The UK Embassy in Ghana has cautioned its nationals in the country to remain vigilant in the wake of violent clashes between protestors and security personnel in Ejura on Tuesday.

A team of military dispatched to the town in the Ashanti Region to disperse a crowd of angry youth protesting the death of their colleague, Ibrahim ‘Kaaka’ Mohammed turned chaotic. The military then reportedly fired into the crowd of protestors who are said to have been throwing missiles at the security personnel.

In a series of Tweets, the UK envoy in Ghana said: “We join with the Government of Ghana to condemn illegal criminal acts of violence and we call for calm to enable the emergency services to reach those in need.
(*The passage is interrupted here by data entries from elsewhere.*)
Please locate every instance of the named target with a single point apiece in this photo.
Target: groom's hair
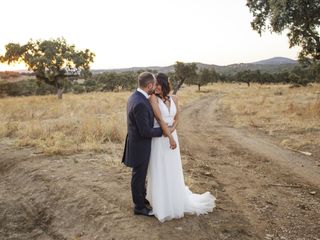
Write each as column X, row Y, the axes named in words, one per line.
column 145, row 78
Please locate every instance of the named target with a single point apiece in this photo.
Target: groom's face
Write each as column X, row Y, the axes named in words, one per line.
column 151, row 87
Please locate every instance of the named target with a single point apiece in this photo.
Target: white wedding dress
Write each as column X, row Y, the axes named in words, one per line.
column 166, row 190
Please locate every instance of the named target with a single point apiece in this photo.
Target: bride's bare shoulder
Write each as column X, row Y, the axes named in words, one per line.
column 153, row 98
column 175, row 98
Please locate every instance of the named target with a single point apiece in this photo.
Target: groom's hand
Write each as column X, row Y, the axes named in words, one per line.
column 173, row 144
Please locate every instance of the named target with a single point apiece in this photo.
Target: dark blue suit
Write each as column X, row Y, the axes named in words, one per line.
column 138, row 143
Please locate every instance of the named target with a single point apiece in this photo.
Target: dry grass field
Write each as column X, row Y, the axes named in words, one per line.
column 87, row 122
column 290, row 115
column 61, row 177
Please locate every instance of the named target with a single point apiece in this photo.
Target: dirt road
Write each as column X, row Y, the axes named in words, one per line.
column 263, row 191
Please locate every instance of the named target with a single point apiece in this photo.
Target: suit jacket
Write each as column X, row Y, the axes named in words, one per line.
column 140, row 121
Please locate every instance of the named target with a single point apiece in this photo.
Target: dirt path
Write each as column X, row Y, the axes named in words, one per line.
column 263, row 191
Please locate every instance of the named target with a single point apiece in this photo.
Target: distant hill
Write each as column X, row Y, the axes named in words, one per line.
column 272, row 65
column 276, row 61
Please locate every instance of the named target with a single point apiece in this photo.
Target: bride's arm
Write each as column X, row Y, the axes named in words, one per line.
column 156, row 110
column 176, row 117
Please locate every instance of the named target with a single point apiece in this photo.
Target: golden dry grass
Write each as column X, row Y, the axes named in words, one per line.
column 293, row 114
column 97, row 121
column 86, row 122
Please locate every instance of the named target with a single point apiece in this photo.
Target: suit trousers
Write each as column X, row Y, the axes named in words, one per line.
column 138, row 185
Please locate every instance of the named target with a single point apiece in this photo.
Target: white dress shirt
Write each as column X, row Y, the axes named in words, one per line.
column 143, row 92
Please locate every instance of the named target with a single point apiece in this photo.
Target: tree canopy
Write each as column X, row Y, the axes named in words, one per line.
column 300, row 17
column 51, row 60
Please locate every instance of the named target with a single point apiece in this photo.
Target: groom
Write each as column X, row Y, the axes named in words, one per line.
column 138, row 141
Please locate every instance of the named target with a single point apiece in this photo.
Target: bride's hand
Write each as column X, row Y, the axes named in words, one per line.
column 172, row 129
column 173, row 143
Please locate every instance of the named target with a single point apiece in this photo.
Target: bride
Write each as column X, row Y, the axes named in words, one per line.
column 166, row 190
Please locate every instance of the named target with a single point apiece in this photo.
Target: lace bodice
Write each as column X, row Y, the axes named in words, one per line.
column 167, row 114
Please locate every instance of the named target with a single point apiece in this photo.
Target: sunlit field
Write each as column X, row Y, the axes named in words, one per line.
column 97, row 121
column 87, row 122
column 291, row 114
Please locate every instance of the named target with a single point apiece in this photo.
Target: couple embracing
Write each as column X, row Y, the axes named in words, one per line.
column 152, row 151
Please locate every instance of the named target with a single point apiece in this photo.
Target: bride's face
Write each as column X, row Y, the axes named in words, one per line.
column 158, row 89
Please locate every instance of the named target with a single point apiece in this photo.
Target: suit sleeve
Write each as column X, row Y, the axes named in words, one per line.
column 142, row 120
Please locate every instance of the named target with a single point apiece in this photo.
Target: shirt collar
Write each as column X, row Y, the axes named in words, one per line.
column 143, row 92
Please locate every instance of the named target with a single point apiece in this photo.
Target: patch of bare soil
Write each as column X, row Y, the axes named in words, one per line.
column 262, row 190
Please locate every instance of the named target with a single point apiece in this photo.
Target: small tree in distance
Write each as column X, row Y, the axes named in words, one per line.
column 183, row 72
column 52, row 61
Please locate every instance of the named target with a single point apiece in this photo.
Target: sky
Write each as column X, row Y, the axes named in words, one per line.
column 140, row 33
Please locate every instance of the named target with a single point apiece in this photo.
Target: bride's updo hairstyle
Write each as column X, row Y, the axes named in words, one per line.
column 163, row 81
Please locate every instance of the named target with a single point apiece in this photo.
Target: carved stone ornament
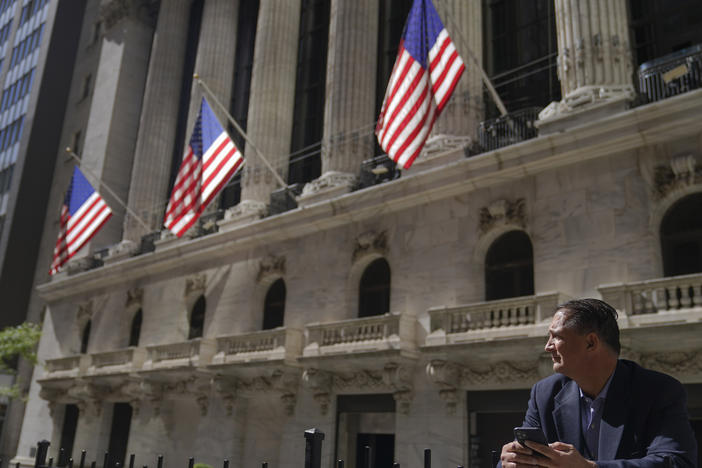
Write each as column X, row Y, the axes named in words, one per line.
column 679, row 364
column 501, row 373
column 503, row 212
column 370, row 242
column 329, row 180
column 271, row 265
column 135, row 297
column 447, row 376
column 85, row 313
column 320, row 383
column 683, row 171
column 195, row 284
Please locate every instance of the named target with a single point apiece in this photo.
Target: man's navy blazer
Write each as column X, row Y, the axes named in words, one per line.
column 644, row 419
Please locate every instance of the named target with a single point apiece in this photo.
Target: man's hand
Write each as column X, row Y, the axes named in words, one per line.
column 514, row 455
column 558, row 454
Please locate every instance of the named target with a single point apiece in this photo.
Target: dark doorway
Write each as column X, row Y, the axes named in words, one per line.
column 119, row 433
column 374, row 290
column 382, row 450
column 492, row 416
column 274, row 306
column 68, row 434
column 509, row 267
column 681, row 237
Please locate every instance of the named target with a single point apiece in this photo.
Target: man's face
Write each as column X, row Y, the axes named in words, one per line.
column 567, row 347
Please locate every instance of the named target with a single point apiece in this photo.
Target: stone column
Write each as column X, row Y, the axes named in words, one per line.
column 464, row 23
column 113, row 124
column 271, row 103
column 159, row 117
column 594, row 60
column 215, row 57
column 348, row 136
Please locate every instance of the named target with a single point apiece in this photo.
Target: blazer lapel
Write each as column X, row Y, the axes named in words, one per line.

In line with our travel advice, British Nationals should remain vigilant, avoid any large public gatherings and demonstrations, monitor local media for up-to-date information, and follow the advice of local authorities.”

Meanwhile, calm has returned to Ejura as police beef up security in the area.

Travel advise for British citizens in Ghana.

Most visits to Ghana are trouble-free, but criminal activity does occur and can range from incidents of petty crime to violent crime. In 2021 there has been an increase in robbery, burglary, and serious assault, and such attacks can include the use of weapons. There have been cases of violent robberies involving foreign nationals who have been attacked and robbed at gun-point. Street crime like pick-pocketing and bag snatching is on the increase in Accra. Take sensible precautions. Avoid carrying large sums of money or valuables, use a hotel safe whenever possible and be particularly vigilant when withdrawing cash from ATMs. Be particularly vigilant at night, and avoid travelling alone. Attacks on vehicles are also on the increase, and some of those attacks also involve the use of weapons. Keep windows up and keep doors locked. Those who have suffered injury or worse during attacks have been perceived as not complying fully or quickly enough.

Take care at public beaches and avoid going to the beach on your own. Theft is the main problem, but there have been isolated incidents of violent crime and sexual assault in areas popular with tourists.

Theft of luggage and travel documents occurs at Kotoka International Airport and in hotels. Make sure your passport is secure at all times and don’t leave baggage unattended. Be wary of offers of help at the airport unless from uniformed porters or officials. All permanent staff at the airport wear an ID card showing their name and a photo. ID cards without a photo are not valid. If you are being collected at the airport, confirm the identity of your driver by asking for ID. British nationals have been robbed by impostors who have approached them before the main arrivals area pretending to be their driver.

The main areas of risk highlighted by the police are Graphic Road, George Walker Bush Highway, Accra Mall Roundabout, Awudome Cemetery Road, Pokuase-Amasaman Road, Teshie-Nungua road, Labadi Beach area, GIMPA road, and surrounding areas, and the Kokrobite Beach area. You should be especially vigilant in these locations.

Make sure you lock windows and secure accommodation both at night and before you go out. There have been cases of burglaries in areas used by the international community living overseas, including Airport Residential, Cantonments, Ridge, and Kokrobite.

There have been reports in the media of criminally-motivated kidnapping in Accra, Takoradi, and Kumasi, including targeting foreign nationals. Kidnaps can be for financial or political gain, or can be motivated by criminality. If you’re kidnapped, the reason for your presence is unlikely to serve as a protection or secure your safe release.

The long-standing policy of the British government is not to make substantive concessions to hostage takers. The British government considers that paying ransoms and releasing prisoners increases the risk of further hostage-taking.